Part One | Part Two | Part Three | Part Four | Part Five
It was a half-day at work. I’m on my way home, and looking forward to binge-watching the back-catalogue of a youtuber I discovered late last night. On top of all that, I’m giddy from the fancy decaf coffee that was definitely not decaf I downed on the bus.
In fact, I’m almost okay with the possibility of running across Bob on my way up to my apartment. After all, he was nowhere to be found this morning, maybe he’ll leave me alone now too.
However, as I approach the building I can see Bob standing just inside the door to the east stairwell. At least I don’t have to wonder where he is. On most days I would just sigh and walk over to the west stairwell. But today is a weird day, and at least up until now it has been pretty good.
I approach the building cautiously, though to my knowledge Bob has never attempted an assault on any of the doors. It’s not often I get a chance to get a really good look at this thing, this blight on my existence.
We like to say Bob is nine feet tall, but since the ceilings are under seven, it’s really more of an estimate. Right now his neck is bent in an exaggerated J-shape, putting his head a bit below his shoulders so he can stare at me at eye-level. Which isn’t creepy at all. From what I can see of the length of his neck, he could easily make nine feet if he stood up straight.
His over-sized beak is at least three feet long, black, and flaking at the edges. The bare wrinkly skin on his head and neck is black too, with a purplish tint to it. His claws come out underneath the longest flight feathers on his wings and protrude beyond the black plume of his tail. When his wings are folded, they almost look like they could be oddly thick, stiff feathers. Bob croaks, tilts his head to the side and spreads his wings (as much as they can be spread in the narrow stairwell), and I can see exactly how long and sharp the claws are.
I glance over my shoulder.
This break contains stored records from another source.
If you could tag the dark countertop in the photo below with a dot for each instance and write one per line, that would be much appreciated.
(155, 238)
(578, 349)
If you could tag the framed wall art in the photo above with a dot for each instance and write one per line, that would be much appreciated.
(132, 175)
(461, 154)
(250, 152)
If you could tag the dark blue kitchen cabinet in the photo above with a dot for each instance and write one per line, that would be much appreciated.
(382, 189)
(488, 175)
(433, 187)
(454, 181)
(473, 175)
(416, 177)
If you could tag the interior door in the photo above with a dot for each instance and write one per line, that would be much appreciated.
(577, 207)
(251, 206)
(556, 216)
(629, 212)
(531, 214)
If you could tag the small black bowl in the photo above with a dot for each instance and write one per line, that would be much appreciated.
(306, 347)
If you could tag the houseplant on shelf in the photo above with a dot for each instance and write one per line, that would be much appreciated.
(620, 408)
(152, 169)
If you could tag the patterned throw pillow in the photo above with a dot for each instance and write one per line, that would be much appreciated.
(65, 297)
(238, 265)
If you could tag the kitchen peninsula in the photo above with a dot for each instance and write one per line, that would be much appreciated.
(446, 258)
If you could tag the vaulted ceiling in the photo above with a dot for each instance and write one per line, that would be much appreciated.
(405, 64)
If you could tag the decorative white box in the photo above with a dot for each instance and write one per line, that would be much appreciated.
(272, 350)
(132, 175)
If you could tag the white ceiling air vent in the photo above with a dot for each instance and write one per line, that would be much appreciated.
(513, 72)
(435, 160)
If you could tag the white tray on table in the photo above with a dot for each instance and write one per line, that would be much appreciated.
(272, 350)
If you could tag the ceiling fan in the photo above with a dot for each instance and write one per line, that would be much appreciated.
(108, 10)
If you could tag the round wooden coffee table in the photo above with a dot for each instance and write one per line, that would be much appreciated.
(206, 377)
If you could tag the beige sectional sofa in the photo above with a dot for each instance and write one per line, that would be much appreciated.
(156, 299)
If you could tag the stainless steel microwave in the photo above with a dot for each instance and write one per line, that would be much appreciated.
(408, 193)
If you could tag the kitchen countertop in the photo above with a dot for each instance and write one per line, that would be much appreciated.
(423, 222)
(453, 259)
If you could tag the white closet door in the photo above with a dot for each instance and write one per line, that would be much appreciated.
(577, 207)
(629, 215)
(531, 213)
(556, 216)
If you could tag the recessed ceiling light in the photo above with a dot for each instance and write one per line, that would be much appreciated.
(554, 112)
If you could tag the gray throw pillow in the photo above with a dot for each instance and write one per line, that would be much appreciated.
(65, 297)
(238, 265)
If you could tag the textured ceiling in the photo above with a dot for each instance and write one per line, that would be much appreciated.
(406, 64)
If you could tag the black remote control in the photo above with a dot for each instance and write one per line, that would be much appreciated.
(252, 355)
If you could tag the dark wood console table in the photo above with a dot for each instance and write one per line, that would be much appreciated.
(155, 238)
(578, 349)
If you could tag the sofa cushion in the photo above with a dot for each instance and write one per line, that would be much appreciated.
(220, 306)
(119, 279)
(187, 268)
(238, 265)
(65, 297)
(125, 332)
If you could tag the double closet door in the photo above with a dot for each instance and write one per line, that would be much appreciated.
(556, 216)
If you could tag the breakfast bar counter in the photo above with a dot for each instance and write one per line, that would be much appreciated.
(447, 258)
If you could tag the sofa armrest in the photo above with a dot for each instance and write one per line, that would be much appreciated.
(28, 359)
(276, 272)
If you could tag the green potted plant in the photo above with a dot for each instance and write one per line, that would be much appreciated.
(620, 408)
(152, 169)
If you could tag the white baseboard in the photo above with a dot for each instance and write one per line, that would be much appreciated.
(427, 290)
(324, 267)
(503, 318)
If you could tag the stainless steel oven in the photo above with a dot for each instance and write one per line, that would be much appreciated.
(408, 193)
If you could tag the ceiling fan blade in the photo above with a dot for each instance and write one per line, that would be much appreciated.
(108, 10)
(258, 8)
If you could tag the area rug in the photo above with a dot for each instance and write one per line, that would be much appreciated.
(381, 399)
A woman is out walking her dog on the other side of the street. Part of me wants to bring her over here to see what she makes of Bob, assuming she makes anything at all.
The building residents are fond of saying we can’t all be crazy, but I don’t see why. After all, either Bob (and the occasional physical evidence of his existence) are a shared delusion, or we are all more or less willing to keep sharing a building with this thing. Neither option speaks well of our mental-health.
I have a stupid idea. I don’t know why it entered my head and I don’t know why I don’t dismiss it immediately. I blame the caffeine.
But I reach for my keys. One way or another, Bob isn’t going to be my problem anymore.
I unlock the door and open it, moving aside as I do so. Part of my body is hidden behind the door, but mostly I want to make sure Bob has plenty of room to get out.
Bob growls and fluffs up his feathers, shifting his weight from foot to foot. He waves his beak around where the door was. Bob takes a step forward-
My head is within striking distance of his beak.
I jump behind the door and slam the door in Bob’s face. Bob hisses in annoyance, and I run to the west stairwell, up the stairs, and down my hallway. My hands are shaking so badly I drop my keys and let out a squeak of terror, before snatching them up and successfully opening my door.
I slam my door shut, run down my hallway, and dive into my bedroom closet. Grasping about in the darkness, I retrieve the box of Near Death-Experience Oreos I keep stashed there and start listing all the ways what I just did was idiotic, one for each new cookie. Thankfully I cut this exercise short after the first row, otherwise I easily could have consumed the whole box. But I do not leave the closet. My zebra finches chirp in worried tones outside.